As experienced by Christina D'Onofrio
After months of
preparation, we came together with over 70 teens and youth leaders to
participate in the 2016 Atlantic Bridge Heritage Hunt in Antwerp. Antwerp
is a city rich with spiritual history. Saints and statues line the
streets between cathedrals and sanctuaries. Our goal was to bring this
history to life.
We created three
different routes. I took charge of route one. After some unexpected road blocks
we found our way to our first stop, the De
Brabantse Olijfberg. This is the oldest
Protestant church in Belgium. Protestants are in the minority in this country,
juxtaposing the great majority in the neighboring Netherlands.
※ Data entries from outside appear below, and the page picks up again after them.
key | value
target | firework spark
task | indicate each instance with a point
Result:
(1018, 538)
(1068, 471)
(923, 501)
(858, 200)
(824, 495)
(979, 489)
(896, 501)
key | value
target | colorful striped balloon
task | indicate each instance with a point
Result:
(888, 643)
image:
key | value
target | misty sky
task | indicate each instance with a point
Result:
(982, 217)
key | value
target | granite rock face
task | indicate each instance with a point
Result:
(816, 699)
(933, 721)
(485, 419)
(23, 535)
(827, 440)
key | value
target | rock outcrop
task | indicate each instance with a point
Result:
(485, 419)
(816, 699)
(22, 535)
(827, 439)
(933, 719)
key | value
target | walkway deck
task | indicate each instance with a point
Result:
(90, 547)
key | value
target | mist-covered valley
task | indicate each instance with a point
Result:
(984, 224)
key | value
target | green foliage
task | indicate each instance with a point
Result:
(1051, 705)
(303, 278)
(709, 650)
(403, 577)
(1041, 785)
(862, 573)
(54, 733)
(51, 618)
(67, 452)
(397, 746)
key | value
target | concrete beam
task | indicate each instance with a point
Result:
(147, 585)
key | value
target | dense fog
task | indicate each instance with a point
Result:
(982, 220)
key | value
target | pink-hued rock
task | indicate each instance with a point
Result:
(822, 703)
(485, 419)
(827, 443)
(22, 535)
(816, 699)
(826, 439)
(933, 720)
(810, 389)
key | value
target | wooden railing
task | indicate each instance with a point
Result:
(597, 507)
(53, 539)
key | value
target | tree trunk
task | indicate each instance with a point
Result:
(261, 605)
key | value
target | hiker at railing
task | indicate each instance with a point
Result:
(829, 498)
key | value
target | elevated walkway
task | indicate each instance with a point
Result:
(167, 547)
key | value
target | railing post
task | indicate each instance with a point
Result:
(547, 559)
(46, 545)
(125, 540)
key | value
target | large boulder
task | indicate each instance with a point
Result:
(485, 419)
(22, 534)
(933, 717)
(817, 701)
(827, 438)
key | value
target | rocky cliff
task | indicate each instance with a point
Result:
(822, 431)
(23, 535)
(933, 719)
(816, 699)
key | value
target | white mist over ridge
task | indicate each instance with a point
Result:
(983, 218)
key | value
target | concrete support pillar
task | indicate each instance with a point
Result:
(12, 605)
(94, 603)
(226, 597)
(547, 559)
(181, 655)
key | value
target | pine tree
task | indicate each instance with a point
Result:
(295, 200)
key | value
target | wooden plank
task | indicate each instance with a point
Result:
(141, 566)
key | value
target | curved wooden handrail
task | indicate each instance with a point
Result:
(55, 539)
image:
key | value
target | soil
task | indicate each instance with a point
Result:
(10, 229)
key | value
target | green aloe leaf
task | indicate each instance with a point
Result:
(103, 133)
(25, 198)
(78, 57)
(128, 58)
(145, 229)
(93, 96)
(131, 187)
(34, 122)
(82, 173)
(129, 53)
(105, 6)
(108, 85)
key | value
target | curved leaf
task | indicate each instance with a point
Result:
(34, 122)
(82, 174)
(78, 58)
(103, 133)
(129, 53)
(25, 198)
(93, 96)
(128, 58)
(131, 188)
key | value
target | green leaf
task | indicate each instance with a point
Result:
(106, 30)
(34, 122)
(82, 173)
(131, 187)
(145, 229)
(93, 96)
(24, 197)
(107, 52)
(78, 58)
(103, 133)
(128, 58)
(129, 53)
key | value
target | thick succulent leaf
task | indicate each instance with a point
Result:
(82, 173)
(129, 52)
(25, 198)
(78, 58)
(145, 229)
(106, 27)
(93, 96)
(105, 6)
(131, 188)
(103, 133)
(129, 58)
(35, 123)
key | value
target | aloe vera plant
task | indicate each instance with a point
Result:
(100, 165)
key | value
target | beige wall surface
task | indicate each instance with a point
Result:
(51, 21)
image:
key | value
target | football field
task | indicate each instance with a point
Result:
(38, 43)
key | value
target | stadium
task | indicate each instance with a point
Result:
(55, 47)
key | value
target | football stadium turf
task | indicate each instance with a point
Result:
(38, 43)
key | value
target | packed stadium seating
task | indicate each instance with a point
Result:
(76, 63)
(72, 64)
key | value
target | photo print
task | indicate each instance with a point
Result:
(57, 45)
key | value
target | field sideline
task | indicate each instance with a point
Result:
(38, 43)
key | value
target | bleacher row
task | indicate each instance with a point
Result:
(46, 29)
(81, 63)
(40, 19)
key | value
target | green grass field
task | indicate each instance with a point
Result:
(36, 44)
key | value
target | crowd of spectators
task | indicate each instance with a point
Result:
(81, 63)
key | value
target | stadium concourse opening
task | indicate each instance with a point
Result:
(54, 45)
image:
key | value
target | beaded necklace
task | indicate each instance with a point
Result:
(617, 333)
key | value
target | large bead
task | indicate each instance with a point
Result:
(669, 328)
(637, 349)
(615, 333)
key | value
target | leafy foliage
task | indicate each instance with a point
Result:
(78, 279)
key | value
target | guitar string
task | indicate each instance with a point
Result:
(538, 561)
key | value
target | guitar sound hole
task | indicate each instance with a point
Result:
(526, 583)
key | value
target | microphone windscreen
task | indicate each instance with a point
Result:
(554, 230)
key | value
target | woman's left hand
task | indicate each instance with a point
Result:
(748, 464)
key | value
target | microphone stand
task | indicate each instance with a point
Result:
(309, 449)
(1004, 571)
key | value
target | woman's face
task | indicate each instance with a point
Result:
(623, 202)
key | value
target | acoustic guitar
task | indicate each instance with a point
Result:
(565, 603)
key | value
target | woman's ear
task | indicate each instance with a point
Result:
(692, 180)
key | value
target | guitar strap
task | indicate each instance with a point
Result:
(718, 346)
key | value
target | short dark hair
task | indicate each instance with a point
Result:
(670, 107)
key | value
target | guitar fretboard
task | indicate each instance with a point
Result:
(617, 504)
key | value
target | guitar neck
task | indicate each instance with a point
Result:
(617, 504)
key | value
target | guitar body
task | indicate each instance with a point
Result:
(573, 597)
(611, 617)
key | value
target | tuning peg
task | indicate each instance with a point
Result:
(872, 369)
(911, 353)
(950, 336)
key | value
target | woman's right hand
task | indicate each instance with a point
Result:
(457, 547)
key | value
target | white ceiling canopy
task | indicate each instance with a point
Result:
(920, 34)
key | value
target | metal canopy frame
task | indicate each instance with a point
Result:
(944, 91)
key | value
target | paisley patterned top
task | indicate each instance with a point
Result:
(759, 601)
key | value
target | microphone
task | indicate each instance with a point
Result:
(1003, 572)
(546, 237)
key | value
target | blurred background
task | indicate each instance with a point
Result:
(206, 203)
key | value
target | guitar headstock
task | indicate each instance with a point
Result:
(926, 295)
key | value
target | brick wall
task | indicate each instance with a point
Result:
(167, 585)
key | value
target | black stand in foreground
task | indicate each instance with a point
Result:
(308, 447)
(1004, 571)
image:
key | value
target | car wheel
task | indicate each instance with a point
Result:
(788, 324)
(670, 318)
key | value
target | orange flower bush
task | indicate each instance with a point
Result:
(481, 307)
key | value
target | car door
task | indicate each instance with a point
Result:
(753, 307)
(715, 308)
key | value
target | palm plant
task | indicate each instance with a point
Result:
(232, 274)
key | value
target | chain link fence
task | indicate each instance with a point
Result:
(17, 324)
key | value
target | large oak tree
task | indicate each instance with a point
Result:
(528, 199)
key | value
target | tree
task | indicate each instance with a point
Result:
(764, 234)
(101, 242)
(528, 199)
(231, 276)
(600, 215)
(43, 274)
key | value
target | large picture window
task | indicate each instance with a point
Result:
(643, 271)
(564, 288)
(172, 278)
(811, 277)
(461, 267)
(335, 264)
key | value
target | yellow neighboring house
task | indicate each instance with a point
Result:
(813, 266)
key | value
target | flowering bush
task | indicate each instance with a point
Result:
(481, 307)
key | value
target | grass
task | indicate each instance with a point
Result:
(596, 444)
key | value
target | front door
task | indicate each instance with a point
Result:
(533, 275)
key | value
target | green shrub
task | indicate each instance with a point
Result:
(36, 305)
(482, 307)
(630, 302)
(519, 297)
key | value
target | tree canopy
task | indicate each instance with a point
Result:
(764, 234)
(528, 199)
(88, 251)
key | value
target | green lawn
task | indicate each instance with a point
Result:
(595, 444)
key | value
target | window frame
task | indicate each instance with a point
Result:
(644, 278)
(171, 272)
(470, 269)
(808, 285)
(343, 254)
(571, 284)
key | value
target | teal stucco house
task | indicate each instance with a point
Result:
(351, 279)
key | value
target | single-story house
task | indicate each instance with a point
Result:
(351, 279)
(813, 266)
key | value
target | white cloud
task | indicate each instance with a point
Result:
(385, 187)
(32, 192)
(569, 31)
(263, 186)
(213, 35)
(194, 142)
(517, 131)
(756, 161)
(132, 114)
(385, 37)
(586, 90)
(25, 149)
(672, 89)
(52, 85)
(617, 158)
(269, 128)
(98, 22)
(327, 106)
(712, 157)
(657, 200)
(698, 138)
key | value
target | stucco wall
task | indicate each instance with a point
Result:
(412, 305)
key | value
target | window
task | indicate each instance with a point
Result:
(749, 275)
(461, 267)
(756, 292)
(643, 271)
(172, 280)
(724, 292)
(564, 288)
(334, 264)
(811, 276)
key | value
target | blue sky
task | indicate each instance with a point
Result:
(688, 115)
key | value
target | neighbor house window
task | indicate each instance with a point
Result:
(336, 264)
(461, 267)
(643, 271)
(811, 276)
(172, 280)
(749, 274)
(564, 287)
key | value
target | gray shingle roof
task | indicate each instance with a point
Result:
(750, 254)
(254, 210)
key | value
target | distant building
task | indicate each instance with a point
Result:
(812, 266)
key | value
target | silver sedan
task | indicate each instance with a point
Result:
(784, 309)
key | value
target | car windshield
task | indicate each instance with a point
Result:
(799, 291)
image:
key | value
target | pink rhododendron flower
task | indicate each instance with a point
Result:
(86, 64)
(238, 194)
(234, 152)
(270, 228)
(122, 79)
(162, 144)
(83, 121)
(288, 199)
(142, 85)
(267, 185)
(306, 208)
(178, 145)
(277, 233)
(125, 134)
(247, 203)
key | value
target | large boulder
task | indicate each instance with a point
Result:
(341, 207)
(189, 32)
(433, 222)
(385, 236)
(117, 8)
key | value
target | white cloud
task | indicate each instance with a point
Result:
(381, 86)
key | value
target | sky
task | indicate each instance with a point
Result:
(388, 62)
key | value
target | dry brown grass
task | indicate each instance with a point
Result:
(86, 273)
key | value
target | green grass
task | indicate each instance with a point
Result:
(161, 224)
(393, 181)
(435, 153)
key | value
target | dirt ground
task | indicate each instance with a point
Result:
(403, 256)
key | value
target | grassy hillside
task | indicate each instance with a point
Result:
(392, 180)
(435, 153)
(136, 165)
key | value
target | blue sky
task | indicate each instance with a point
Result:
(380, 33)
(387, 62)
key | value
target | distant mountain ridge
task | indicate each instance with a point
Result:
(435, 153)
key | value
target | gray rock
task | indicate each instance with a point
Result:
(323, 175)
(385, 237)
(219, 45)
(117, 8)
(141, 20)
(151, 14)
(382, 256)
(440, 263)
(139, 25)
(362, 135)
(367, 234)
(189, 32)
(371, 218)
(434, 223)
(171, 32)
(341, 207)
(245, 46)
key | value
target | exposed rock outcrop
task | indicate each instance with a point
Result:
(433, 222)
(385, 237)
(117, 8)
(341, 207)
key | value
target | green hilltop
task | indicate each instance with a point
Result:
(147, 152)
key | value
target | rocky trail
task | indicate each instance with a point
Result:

There we
met Hans Neels who shared some of the struggle between these two groups in the
past. From there we made our way to the oldest Catholic Church in the
city, De Onze-Lieve-Vrouwekathedraal. We told stories of the painter, Peter Paul
Rubens. Although he is known as a great Flemish painter, he was actually
German. We talked about coming to this city as a stranger, and the
effects of immigration today.
We had more stops
along the way, but my favorite was the statue of Lode Zeilins. This statue
outside of the Sint Andries Kerk is of 44 year old Lode who was killed by a
bomb during World War II. Inscribed on the bottom is the phrase “Mother,
why do we live?” I talked about De Grijze Kat taking in children effected
by the war in the 1940’s, children who may have lost mothers like Lode. The
shadows cast by war are still visible here, over half a century later.
How lucky I feel to have never witnessed war on American soil. It is easy to
make policies about refugees when you have never seen war. It’s easy to walk
away when you do not know their stories. It is important to know their stories.
It is important to know that people are still living in the violence that we
only see the residue of decades later, and how history repeats itself. And how
we are called to love. We are always called to love.